A família da geógrafa Mollie James, 55, também manteve a tradição americana através da língua e das festas. A mãe, nascida no estado de Indiana, Centro-Oeste dos Estados Unidos, criou Patrícia Louise, 28, e
Daniel Wilson, 24, falando inglês em casa e mantendo a culinária americana na mesa. “Queria que meus filhos pudessem conhecer meu mundo, conviver com minha família”, justifica.

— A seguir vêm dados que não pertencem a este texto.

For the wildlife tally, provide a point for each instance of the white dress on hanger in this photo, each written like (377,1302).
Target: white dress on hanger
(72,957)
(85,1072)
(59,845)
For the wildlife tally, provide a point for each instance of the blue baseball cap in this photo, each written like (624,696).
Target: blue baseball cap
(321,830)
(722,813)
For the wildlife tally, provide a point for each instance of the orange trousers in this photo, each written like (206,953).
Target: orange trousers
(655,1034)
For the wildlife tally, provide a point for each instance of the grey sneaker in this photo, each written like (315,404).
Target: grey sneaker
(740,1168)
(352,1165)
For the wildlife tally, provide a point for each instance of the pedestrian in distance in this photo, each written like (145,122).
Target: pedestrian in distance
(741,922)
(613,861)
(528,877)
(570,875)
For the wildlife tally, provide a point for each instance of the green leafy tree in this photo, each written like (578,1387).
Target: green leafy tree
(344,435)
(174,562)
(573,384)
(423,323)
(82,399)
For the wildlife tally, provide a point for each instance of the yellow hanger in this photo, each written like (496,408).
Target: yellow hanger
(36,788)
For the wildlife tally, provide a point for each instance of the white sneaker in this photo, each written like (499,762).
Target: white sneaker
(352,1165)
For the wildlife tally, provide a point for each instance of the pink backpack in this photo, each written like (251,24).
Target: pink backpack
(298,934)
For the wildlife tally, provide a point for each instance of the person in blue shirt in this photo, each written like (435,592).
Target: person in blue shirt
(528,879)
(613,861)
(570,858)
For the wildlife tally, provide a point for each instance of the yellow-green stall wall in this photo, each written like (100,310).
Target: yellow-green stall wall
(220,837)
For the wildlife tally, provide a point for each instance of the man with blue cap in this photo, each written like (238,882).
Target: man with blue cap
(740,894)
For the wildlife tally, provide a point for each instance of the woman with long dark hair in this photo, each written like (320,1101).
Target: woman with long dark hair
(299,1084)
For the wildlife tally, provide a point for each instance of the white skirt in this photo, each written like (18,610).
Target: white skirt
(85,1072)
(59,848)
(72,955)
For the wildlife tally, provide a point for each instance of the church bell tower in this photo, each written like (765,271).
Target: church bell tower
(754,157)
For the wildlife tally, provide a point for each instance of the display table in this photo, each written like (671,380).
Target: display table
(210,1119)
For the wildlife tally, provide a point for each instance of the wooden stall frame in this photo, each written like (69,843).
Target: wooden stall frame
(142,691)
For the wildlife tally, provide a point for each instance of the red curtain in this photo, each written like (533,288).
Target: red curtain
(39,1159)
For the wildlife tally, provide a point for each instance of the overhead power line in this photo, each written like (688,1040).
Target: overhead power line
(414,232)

Convivência- Mollie afirma que não queria só filhos bilíngues, mas biculturais: “Não bastava saber falar, eles tinham que conhecer. Por isso, em casa, a cultura que prevalecia era a americana, porque eles já convivam com a brasileira naturalmente”. Mesmo festas como Páscoa e Natal, que são comemoradas nas duas culturas, na casa dos James possui uma cara americana. “Na Páscoa, a gente cozinhava ovo de galinha e pintava e depois, eu e meu irmão, escondíamos pela casa para que um achasse o do outro. Isso não é tradição no Brasil, mas eu acho muito legal, eu me divertia muito,” conta Patrícia.
Bryan Houck, 51, é dono de um pequeno hotel na Barra e concorda. Ele acredita que a cultura ultrapassa as fronteiras linguísticas. Por isso, promove todos os anos, desde que seus filhos Grabriela, 6 e Dexter, 3, nasceram, festas do calendário americano. “Faço o Halloween para eles e peço para que os vizinhos comprem doces e distribuam para as crianças quando eles vão de porta em porta falar: “trick or treating” (doces ou travessuras). Mesmo eles sendo pequenos, quero que conheçam as tradições”, conta.
Em outubro desse ano a família realizou o quinto Halloween. “Ela percebeu que o Halloween não é uma festa de todos. Acho que está começando a entender que tem dois mundos,” comenta a mãe, Cristiane, 37, e acrescenta que o Natal também é diferenciado: “Nós fazemos nossos enfeites e o gingerbread house (biscoito de gengibre) junto com as crianças”.